There is no word if Star will only be made available internationally while Hulu remains in the U.S. market. Plus, Disney Star Studio is already known overseas as it was taken over as part of Disney’s Fox deal. It originates from an Indian media conglomerate known as Star India. It made sense to use a well-known brand in key markets to expand internationally instead of working from scrap with Hulu. Yet, it’s a waste to not expand Disney+ which is the main international streaming service for the brand. Well, it looks like there might be more to this story. Bill Hunt, the founder of Digital Bits, shared a tweet about some potential developments:

This opens up a whole can of worms. The timing couldn’t be more evident as Star will likely be integrated into Disney+. In the quote I added earlier, Chapek clearly states “using our Disney+ technical platform”. So, the expansion could mean that when starting Disney+ you have the option to switch to the family content or the Star-branded adult content. The brand is called Disney Star now, so its a fitting inclusion. Hunt‘s tweet does mention a pin code access, which would act as the parental controls similar to what Nintendo does in their eShop.

This way they can also push their other owned brands like MGM, Fox, or Tombstone Picture. These are well-known brands that could be highlighted in the service similar to how Disney+ handles Marvel, Star Wars, or Pixar. Plus, if they keep the Disney branding with Star, they will diversify the “only family-friendly” image of their content. It is an exciting prospect because the recent purchase of very adult-themed brands forces Disney to explore new ventures. We’ve already seen this with the expansion of a Premium Section for Mulan– They could potentially break free from their iron-clad image to showcase what they’re capable of.

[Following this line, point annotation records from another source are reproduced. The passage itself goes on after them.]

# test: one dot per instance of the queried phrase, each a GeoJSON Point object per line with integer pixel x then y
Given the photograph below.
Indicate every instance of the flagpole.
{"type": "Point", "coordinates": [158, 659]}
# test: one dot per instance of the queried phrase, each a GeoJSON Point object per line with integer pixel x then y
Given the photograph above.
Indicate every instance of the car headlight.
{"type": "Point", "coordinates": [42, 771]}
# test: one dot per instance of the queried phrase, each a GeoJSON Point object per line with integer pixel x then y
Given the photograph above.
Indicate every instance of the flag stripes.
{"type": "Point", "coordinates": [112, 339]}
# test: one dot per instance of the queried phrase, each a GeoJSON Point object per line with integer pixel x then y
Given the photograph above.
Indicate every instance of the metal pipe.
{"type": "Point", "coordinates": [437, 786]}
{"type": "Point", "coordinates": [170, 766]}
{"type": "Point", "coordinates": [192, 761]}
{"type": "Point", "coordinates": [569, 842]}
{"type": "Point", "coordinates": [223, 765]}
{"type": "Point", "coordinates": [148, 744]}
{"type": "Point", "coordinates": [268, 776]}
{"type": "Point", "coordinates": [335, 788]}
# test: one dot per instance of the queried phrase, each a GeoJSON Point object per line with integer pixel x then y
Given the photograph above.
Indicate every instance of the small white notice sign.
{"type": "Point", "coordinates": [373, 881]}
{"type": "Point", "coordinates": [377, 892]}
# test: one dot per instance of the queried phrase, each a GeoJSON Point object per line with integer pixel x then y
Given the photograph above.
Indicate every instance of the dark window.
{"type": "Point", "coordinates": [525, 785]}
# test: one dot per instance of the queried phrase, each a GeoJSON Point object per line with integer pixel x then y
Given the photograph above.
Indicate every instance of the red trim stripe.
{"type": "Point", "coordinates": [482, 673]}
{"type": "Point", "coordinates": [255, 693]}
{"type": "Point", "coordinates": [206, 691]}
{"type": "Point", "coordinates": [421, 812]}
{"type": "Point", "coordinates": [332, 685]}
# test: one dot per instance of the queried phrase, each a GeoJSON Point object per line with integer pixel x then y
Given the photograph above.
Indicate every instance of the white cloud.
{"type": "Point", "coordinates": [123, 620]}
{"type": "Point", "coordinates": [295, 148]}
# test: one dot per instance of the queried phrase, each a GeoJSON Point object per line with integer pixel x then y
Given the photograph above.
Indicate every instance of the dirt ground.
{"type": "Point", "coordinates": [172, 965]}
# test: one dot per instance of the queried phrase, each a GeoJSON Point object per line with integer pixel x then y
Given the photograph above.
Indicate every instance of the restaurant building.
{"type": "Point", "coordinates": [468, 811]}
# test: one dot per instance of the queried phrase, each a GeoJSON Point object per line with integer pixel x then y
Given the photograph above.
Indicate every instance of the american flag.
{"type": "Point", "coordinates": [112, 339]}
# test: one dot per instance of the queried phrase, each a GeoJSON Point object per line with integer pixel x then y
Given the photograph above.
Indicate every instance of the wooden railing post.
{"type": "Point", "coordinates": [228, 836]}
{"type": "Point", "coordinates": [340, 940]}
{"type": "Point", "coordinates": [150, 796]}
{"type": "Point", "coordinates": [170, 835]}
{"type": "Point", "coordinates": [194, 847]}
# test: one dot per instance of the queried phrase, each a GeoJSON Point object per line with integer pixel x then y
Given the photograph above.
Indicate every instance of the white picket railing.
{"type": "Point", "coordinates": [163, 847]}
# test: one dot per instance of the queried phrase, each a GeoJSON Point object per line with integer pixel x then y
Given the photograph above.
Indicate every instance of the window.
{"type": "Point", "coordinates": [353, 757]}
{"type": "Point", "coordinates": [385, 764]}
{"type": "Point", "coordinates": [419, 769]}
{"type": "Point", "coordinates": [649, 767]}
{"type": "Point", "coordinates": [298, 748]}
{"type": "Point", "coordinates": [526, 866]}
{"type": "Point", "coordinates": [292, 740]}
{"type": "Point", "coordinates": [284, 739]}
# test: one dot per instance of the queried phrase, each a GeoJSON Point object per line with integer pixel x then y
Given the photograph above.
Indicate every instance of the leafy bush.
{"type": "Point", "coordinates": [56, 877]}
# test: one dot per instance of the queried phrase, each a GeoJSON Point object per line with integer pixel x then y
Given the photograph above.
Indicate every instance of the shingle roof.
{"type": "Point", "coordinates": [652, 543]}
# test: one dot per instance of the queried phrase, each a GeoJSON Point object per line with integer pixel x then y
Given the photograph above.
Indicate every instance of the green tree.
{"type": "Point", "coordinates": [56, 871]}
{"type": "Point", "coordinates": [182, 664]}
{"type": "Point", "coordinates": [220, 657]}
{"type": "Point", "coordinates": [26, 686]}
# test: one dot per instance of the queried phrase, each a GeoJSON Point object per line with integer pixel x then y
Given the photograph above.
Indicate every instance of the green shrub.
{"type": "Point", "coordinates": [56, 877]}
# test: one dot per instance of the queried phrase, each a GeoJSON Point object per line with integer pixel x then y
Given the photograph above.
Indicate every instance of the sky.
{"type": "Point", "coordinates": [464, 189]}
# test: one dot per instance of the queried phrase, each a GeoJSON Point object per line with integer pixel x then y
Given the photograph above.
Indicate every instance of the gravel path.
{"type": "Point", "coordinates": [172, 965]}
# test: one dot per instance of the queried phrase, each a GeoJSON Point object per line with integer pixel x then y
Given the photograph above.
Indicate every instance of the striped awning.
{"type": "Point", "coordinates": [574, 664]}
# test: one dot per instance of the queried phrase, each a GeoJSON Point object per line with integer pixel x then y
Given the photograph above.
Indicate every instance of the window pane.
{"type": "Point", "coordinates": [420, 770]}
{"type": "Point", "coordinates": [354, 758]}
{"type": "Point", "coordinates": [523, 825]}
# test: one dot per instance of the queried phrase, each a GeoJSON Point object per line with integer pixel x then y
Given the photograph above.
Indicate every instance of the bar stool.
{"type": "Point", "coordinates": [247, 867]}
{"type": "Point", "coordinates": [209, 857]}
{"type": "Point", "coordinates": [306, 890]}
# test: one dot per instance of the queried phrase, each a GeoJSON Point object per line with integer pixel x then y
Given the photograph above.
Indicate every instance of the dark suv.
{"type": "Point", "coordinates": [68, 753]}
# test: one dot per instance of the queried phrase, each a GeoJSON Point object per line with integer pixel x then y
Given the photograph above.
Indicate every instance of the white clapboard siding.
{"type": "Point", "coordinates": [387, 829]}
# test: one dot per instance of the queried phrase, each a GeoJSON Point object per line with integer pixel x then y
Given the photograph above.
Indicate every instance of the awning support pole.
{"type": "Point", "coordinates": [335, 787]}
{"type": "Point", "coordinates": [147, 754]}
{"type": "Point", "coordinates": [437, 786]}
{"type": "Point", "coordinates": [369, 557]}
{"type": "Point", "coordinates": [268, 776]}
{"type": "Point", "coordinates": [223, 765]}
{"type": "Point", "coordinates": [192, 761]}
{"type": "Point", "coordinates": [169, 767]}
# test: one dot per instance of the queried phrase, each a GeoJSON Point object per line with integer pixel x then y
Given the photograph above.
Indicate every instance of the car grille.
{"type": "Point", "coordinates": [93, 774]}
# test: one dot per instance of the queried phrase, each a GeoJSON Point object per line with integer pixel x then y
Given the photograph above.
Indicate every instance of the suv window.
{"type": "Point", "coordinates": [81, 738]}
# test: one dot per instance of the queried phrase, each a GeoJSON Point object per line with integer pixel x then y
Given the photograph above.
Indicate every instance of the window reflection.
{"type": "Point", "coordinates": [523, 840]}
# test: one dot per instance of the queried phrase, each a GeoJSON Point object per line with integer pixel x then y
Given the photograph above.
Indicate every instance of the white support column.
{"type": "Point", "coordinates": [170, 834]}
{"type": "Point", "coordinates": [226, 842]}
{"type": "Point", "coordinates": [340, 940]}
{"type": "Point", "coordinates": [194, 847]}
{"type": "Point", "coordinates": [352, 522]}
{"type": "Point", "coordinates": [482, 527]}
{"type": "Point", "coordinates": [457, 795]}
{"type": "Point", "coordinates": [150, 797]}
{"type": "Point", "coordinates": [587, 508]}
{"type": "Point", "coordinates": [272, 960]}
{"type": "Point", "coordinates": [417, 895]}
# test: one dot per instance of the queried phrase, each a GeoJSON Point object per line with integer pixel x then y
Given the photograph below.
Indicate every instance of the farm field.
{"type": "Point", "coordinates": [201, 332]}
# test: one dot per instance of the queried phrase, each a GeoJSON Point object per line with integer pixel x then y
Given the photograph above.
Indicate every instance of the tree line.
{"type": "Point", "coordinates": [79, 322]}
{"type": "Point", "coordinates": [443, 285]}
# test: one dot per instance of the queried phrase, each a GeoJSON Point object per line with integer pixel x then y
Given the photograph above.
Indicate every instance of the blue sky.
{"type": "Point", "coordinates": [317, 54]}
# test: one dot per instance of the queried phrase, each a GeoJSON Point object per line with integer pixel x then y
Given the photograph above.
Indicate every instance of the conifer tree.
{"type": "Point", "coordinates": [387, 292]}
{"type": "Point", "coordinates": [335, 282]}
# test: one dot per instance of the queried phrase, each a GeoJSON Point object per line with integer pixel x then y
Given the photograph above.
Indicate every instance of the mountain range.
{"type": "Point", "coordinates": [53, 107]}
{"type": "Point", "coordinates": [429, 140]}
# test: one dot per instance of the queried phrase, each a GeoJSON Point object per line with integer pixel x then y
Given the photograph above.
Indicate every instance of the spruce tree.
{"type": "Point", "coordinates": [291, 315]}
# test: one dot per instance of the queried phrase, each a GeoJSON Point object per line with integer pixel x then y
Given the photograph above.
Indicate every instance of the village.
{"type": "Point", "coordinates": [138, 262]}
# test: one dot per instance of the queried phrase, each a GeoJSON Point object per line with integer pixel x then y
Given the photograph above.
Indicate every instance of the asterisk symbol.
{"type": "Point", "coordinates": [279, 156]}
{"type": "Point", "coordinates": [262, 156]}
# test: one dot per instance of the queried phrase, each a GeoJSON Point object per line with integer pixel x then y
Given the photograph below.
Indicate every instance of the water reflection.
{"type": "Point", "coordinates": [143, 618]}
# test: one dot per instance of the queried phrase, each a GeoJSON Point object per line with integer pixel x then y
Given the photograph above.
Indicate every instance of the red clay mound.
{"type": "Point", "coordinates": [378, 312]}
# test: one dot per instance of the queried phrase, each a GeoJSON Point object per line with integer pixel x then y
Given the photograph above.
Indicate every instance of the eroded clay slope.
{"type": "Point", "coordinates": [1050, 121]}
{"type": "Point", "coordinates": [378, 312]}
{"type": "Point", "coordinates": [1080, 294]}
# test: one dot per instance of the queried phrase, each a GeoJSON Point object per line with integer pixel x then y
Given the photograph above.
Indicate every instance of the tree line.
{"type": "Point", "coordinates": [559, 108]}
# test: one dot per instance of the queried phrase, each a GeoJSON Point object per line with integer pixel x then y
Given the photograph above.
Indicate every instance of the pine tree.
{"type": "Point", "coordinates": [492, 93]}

Looking at the Pirates of the Caribbean films with their dark pirate-filled world, it feels like they’ve been trying for some time. Now with 20th Century’s library, they can focus on more adult and R-rated content without the shackles of the past. It was even an important promise made by Disney in their 2019 investor’s call when talking about films like Deadpool. If handled right, this could be a turning point not just for the streaming service but for the Disney brand overall. They’ve grown to such an extent they can’t hide behind family-friendly forever. It’s time to expand and show that Disney more than just the sum of its parts.